Jacob et Ésaü étaient égaux dans le sein de leur mère, et cependant le décret dispose d'eux d'une manière inégale; car Dieu avait le droit et le pouvoir d'en agir ainsi. L'apôtre démontre ceci:
Par le témoignage de Moïse (Exode 33:18-19). «Je ferai passer toute ma bonté devant toi; je proclamerai le nom du Seigneur devant toi, je ferai miséricorde à celui à qui je ferai miséricorde, et j'aurai compassion de celui de qui j'aurai compassion». Dieu a le droit d'en agir ainsi.
Par l'exemple du potier qui a un pouvoir sur ses vases, moins toutefois que Dieu sur ses créatures. Donc ce que le vase ne peut faire avec celui qui le fait, que l'homme ne le fasse pas non plus avec son Créateur. Mais le vase (en supposant qu'il pût parler), ne pourrait accuser celui qui l'a fait, d'injustice parce qu'il a disposé d'une même masse d'argile pour des fins différentes.
Le décret de Dieu n'est pas un acte de justice, mais un acte de seigneurie, et de souveraineté. La justice présuppose toujours une dette; mais Dieu (qui était parfait en lui-même de toute éternité) ne pouvait être débiteur envers l'homme, qui reçoit tout de Dieu. Le décret n'est pas une matière de justice ou d'injustice; mais de libre faveur; la grâce étant la propriété de Dieu, il pourra faire ce qu'il voudra de cette grâce. «Ne m'est-il pas permis de faire ce que je veux de mon bien? Ton œil est-il mauvais parce que je suis bon?» (Matthieu 20:15). S'il fait grâce aux uns et non pas aux autres, il n'y a pas d'injustice en lui. Il n'est point obligé de faire grâce à personne.

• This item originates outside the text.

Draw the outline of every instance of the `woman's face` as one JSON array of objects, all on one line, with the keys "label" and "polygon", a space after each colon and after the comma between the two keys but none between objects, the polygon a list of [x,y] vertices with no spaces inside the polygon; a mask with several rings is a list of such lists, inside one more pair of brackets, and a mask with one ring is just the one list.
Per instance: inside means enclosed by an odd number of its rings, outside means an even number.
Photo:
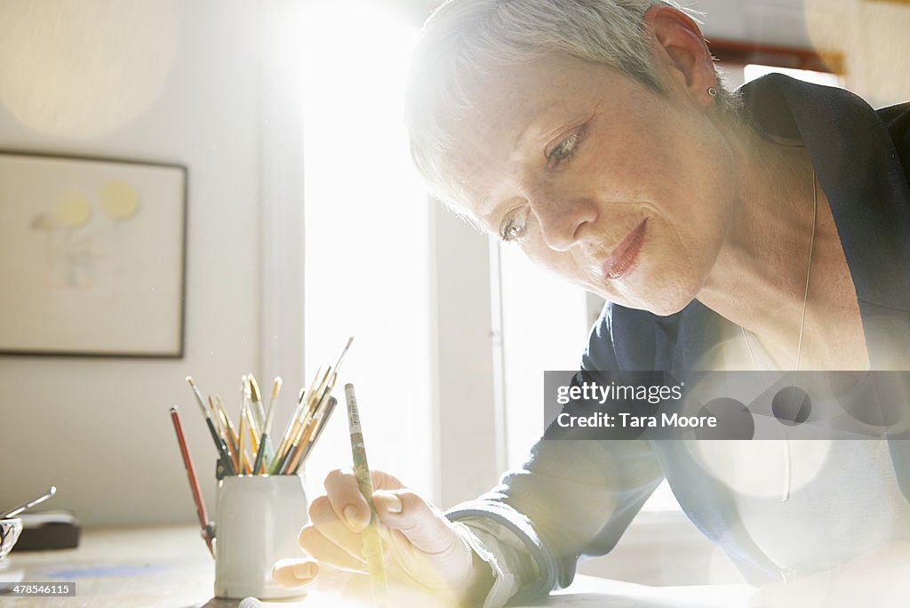
[{"label": "woman's face", "polygon": [[479,223],[586,289],[666,315],[698,296],[733,203],[726,140],[666,70],[661,95],[550,56],[479,82],[446,177]]}]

Si Dieu ne fait point acception des personnes, c'est dans ce sens; qu'il ne choisit pas les hommes à cause de leurs œuvres. Ce fut avant que Jacob et Ésaü eussent fait ni bien ni mal. Il les trouva tous deux égaux, et il n'y avait rien pour faire pencher la balance plutôt d'un que de l'autre, sinon le propre et seul bon plaisir de Dieu. Dieu est un agent libre, et n'est assujetti à aucune loi, lorsqu'il fait grâce.
2e objection
De cruauté; comme si Dieu avait été pire, à ses créatures, que les tigres à leurs petits; et que les tueurs de rats, qui, après avoir fermé toutes les issues, les poursuivent avec leurs chiens, etc., etc.[9] ⇳
Réponse
Ceci est accuser Dieu follement, puisque nous voyons qu'il n'y a nul acte de Dieu qui puisse être un moyen de damner les hommes, mais que ce sont les propres actes des hommes qui sont la cause de leur damnation; savoir l'accomplissement de leurs propres convoitises. De même que la réprobation ne leur donne pas une grâce telle qu'elle les rende infailliblement meilleurs, de même elle n'opère rien en eux pour les rendre plus mauvais.

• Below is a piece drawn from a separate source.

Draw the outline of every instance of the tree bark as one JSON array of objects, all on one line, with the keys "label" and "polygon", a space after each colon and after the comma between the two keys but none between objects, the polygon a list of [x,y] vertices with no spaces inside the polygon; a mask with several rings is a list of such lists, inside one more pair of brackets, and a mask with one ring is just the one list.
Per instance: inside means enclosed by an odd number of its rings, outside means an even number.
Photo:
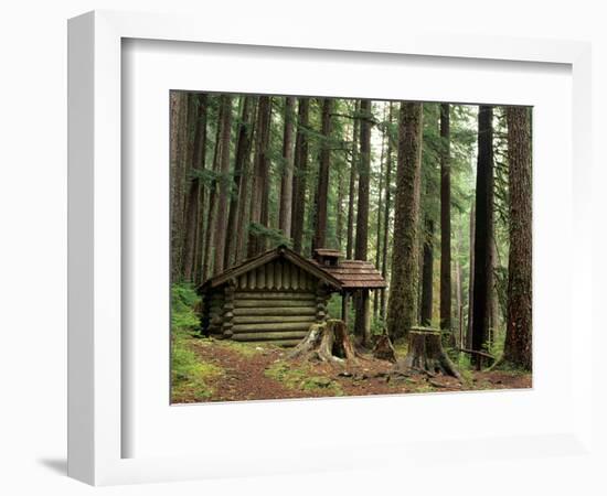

C'est seulement un sophisme: comme si le décret de non-élection était une cause qui produisit la damnation de l'homme. Le péché est la cause de la damnation, mais la réprobation n'est pas la cause du péché. L'ordre que David donna à Salomon, à l'égard de Joab et de Chimeï, ne fut pas la cause que l'un et l'autre eurent une fin prématurée; mais ce fut la trahison contre Salomon quant à Joab, et la fuite de Jérusalem quant à Chimeï, qui leur causèrent la mort (voyez: 1 Rois 2:5, 28, 40, 42).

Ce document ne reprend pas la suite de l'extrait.